RuntimeError: Given groups=1, weight of size [6, 1, 5, 5], expected input[128, 3, 218, 178] to have 1 channels, but got 3 channels instead

Mashood · August 9, 2022, 5:25pm

Yes, I have looked and tried solution from other related questions. Let me explain.

Description: So, I am doing adversarial training and I’ve used code from this Github repo. It uses Pytorch to train model on MNIST dataset.
What want is that instead of MNIST I want to use CelebeA dataset. And when I run this exact code on that it is giving me the above error.
What I’ve tried: I googled the error and got 2,3 related issues in which the issue got resolved when people changed their input-size in first conv layer. When I changed self.conv1 = torch.nn.Conv2d(1, 6, 5, padding=2) to self.conv1 = torch.nn.Conv2d(3, 6, 5, padding=2) it results into another error on line (x=x.view(-1, 16*5*5)) saying: “RuntimeError: shape '[-1, 400]' is invalid for input of size 4472832” .
I even tried changing this -1 value to 3, but its resulted into another different error and to be honest I don’t know what I’m doing so I stopped messing around.
Part of the code that I think is related to this error.

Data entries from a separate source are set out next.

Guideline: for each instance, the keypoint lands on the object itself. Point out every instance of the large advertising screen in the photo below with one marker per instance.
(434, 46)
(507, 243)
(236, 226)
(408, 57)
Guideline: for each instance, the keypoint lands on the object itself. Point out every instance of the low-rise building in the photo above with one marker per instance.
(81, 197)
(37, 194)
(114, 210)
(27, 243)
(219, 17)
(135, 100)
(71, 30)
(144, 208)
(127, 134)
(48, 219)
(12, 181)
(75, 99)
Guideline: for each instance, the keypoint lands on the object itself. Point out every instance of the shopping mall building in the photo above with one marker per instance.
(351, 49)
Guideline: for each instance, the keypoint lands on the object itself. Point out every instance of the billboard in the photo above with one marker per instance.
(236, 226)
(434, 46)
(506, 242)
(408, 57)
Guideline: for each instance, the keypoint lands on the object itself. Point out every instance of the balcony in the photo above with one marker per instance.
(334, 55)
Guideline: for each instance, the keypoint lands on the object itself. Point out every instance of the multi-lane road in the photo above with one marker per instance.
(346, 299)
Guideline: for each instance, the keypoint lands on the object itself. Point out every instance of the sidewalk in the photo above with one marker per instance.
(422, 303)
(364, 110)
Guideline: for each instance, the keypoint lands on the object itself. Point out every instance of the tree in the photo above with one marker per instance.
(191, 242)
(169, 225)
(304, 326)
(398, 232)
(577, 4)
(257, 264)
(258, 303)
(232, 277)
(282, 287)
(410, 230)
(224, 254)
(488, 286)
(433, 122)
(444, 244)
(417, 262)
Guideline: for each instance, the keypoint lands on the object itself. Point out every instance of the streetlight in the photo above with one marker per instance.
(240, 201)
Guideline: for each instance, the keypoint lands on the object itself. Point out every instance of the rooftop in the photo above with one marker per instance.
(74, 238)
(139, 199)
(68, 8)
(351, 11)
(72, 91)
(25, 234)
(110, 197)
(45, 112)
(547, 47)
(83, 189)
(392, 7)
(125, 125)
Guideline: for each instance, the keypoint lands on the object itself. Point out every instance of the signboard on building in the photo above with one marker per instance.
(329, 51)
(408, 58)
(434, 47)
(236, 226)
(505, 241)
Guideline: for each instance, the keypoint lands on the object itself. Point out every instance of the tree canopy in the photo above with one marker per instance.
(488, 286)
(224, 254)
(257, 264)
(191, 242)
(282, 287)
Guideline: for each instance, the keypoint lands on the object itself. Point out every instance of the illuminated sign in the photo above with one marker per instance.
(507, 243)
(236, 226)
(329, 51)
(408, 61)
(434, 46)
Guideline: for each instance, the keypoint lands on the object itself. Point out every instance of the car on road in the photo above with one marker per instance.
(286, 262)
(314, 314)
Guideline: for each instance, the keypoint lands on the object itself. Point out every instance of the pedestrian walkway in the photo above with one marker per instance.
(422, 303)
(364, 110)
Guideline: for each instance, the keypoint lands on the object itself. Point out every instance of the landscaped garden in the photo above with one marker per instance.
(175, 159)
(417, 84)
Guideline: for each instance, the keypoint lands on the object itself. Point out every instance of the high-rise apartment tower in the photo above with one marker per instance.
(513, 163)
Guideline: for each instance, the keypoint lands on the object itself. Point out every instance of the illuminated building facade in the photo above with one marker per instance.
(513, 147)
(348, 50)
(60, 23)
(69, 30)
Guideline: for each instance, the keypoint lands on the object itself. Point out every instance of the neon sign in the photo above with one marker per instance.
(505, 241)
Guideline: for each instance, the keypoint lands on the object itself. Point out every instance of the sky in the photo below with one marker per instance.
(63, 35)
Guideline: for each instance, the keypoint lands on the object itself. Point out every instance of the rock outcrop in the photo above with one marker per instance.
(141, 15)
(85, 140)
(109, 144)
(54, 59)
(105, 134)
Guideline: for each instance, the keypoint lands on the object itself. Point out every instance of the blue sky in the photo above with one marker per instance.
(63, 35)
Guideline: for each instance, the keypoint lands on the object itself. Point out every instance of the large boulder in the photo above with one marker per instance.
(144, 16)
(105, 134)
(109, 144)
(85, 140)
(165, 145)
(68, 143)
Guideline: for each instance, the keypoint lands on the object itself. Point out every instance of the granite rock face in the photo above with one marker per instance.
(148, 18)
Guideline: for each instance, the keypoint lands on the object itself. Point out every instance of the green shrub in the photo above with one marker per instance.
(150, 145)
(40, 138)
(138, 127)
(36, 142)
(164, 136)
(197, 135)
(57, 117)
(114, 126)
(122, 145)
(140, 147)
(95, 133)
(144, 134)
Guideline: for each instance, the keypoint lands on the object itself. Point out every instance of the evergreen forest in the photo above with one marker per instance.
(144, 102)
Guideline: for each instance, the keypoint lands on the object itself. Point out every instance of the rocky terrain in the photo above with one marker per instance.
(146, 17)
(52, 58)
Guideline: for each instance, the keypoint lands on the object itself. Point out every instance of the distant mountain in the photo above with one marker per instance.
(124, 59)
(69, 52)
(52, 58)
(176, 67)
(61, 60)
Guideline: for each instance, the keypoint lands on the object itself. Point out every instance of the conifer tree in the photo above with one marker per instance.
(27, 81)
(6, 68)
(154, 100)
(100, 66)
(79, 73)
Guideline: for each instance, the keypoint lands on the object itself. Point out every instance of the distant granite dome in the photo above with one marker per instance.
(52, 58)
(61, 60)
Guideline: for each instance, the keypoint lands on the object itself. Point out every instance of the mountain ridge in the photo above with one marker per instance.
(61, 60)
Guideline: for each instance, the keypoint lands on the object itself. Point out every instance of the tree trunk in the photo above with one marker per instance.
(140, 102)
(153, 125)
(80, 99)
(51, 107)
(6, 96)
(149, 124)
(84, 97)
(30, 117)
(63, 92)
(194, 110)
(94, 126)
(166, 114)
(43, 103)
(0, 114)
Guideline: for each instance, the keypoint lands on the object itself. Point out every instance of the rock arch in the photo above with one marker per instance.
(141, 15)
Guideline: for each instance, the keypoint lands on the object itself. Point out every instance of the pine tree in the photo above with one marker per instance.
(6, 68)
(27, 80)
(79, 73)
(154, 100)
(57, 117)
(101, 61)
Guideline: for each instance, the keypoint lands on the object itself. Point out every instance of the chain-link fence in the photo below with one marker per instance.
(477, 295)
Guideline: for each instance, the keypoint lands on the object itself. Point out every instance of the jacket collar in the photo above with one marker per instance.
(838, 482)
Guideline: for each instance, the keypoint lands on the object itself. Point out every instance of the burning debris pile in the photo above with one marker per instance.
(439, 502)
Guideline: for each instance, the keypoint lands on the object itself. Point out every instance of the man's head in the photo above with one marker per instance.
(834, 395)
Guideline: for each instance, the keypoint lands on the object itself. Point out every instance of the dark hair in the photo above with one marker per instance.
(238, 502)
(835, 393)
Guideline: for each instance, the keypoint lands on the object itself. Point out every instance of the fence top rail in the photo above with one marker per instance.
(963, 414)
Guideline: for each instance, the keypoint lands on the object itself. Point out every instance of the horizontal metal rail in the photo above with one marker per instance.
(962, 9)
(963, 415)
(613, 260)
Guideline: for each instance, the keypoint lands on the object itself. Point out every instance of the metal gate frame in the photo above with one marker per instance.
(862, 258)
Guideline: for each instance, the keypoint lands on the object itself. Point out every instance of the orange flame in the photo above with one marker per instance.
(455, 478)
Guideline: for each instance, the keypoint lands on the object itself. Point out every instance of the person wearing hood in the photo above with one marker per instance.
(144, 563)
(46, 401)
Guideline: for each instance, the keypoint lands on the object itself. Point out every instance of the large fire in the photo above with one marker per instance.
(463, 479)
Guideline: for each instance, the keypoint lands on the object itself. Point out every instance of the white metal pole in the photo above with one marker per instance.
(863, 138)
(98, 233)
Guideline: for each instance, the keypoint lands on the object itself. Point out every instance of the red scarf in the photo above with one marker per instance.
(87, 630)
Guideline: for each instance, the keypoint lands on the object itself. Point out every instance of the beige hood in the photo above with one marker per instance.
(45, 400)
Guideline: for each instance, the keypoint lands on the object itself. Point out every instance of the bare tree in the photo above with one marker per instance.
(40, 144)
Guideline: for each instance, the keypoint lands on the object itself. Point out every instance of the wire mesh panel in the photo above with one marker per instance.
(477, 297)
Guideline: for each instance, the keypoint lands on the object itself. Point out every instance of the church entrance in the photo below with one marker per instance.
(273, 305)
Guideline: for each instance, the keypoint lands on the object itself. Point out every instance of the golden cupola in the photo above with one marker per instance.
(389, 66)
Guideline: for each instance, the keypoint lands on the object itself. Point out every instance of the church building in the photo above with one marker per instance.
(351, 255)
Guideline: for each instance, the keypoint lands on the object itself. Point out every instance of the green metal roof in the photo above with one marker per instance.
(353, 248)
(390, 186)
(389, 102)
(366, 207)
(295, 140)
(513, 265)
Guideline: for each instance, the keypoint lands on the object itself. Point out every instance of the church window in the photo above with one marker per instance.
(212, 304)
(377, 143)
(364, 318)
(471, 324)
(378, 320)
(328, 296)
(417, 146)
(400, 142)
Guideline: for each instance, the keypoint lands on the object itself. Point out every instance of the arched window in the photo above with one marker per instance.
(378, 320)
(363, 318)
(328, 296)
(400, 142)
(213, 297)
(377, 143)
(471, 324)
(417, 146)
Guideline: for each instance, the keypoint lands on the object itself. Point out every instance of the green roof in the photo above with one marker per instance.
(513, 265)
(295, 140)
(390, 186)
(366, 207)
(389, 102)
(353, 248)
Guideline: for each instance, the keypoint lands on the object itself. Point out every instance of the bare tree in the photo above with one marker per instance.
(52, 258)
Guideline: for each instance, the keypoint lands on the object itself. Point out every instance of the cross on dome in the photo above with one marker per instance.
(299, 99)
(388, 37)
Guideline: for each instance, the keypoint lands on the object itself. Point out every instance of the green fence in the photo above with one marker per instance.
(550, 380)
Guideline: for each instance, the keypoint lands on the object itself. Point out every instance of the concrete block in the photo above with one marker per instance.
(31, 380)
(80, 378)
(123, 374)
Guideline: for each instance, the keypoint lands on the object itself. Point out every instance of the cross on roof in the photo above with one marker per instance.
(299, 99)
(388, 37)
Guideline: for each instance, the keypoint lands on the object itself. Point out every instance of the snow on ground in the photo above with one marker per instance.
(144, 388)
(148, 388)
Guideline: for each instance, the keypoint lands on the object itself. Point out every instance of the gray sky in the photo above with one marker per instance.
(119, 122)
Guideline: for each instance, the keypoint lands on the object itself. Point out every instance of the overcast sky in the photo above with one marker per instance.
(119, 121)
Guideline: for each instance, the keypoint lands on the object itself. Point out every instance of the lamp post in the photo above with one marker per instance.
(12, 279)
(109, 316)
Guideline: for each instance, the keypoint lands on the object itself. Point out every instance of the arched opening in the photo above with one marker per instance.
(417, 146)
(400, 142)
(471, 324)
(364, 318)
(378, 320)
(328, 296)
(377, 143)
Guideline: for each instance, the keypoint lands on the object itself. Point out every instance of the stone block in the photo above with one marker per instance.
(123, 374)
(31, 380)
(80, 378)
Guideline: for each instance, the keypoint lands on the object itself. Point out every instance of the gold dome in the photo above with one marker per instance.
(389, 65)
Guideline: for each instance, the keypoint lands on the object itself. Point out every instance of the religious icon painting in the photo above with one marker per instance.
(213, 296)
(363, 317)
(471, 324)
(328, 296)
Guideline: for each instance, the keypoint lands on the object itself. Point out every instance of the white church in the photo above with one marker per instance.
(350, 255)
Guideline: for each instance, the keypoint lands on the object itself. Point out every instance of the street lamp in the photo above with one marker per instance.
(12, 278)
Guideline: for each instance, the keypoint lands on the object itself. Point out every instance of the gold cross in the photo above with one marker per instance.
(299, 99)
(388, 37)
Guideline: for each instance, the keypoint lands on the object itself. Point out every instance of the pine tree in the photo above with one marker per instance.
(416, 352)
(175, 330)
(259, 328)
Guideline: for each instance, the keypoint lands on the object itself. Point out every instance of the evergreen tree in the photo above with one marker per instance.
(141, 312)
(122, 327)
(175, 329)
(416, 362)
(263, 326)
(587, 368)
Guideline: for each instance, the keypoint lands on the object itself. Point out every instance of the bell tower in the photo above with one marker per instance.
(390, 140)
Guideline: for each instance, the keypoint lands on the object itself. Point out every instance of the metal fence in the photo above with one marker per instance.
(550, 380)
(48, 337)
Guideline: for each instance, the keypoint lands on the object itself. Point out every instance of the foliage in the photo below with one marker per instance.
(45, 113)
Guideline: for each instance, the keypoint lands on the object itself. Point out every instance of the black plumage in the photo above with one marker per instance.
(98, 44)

You can see the whole code here:

# Creating a simple network
class LeNet5(torch.nn.Module):          
     
    def __init__(self):     
        super(LeNet5, self).__init__()
        self.conv1 = torch.nn.Conv2d(1, 6, 5, padding=2)
        self.conv2 = torch.nn.Conv2d(6, 16, 5)
        self.fc1 = nn.Linear(16*5*5, 120)   
        self.fc2 = nn.Linear(120, 84)       
        self.fc3 = nn.Linear(84, 10)    
        
    def forward(self, x):
        x = F.relu(self.conv1(x))  
        x = F.max_pool2d(x, 2) 
        x = F.relu(self.conv2(x))
        x = F.max_pool2d(x, 2)
        x = x.view(-1, 16*5*5)
        x = F.relu(self.fc1(x))
        x = F.relu(self.fc2(x))
        x = self.fc3(x)
        
        return F.log_softmax(x,dim=-1)

FLAGS = flags.FLAGS
NB_EPOCHS = 2
BATCH_SIZE = 128
LEARNING_RATE = .001

#Training the Network
def trainTorch(torch_model, train_loader, test_loader,
        nb_epochs=NB_EPOCHS, batch_size=BATCH_SIZE, train_end=-1, test_end=-1, learning_rate=LEARNING_RATE, optimizer=None):

    train_loss = []
    total = 0
    correct = 0
    step = 0
    for _epoch in range(nb_epochs):
      for xs, ys in train_loader:
        xs, ys = Variable(xs), Variable(ys)
        if torch.cuda.is_available():
          xs, ys = xs.cuda(), ys.cuda()
          print('Cuda is available')
        optimizer.zero_grad()
        preds = torch_model(xs)
        # print("HI")
        loss = F.nll_loss(preds, ys)
        # print("HADSFSDF")
        loss.backward()  # calc gradients
        train_loss.append(loss.data.item())
        optimizer.step()  # update gradients

        preds_np = preds.cpu().detach().numpy()
        correct += (np.argmax(preds_np, axis=1) == ys.cpu().detach().numpy()).sum()
        total += train_loader.batch_size
        step += 1
        if total % 1000 == 0:
          acc = float(correct) / total
          print('[%s] Training accuracy: %.2f%%' % (step, acc * 100))
          total = 0
          correct = 0



model1 = LeNet5()
if torch.cuda.is_available():
  model1 = model1.cuda()
nb_epochs = 4
batch_size = 128
learning_rate = 0.001
train_end = -1
test_end = -1
report = AccuracyReport()
train_loader = torch.utils.data.DataLoader(
    datasets.CelebA('data', split='train', transform=transforms.ToTensor(), download="True"),
    batch_size=batch_size, shuffle=True)

test_loader = torch.utils.data.DataLoader(
    datasets.CelebA('data', split='test', transform=transforms.ToTensor()),
    batch_size=batch_size)

# In[ ]:


#Training the model
print("Training Model")
optimizer = optim.Adam(model1.parameters(), lr=learning_rate)
trainTorch(model1, train_loader, test_loader, nb_epochs, batch_size, train_end, test_end, learning_rate, optimizer = optimizer)

What I want to achieve:
1- To understand this and resolve this error and get my CelebA dataset working on this code.
2- Would I require any other change (for adversarial training on CelebA instead of MNIST) even if this is resolved?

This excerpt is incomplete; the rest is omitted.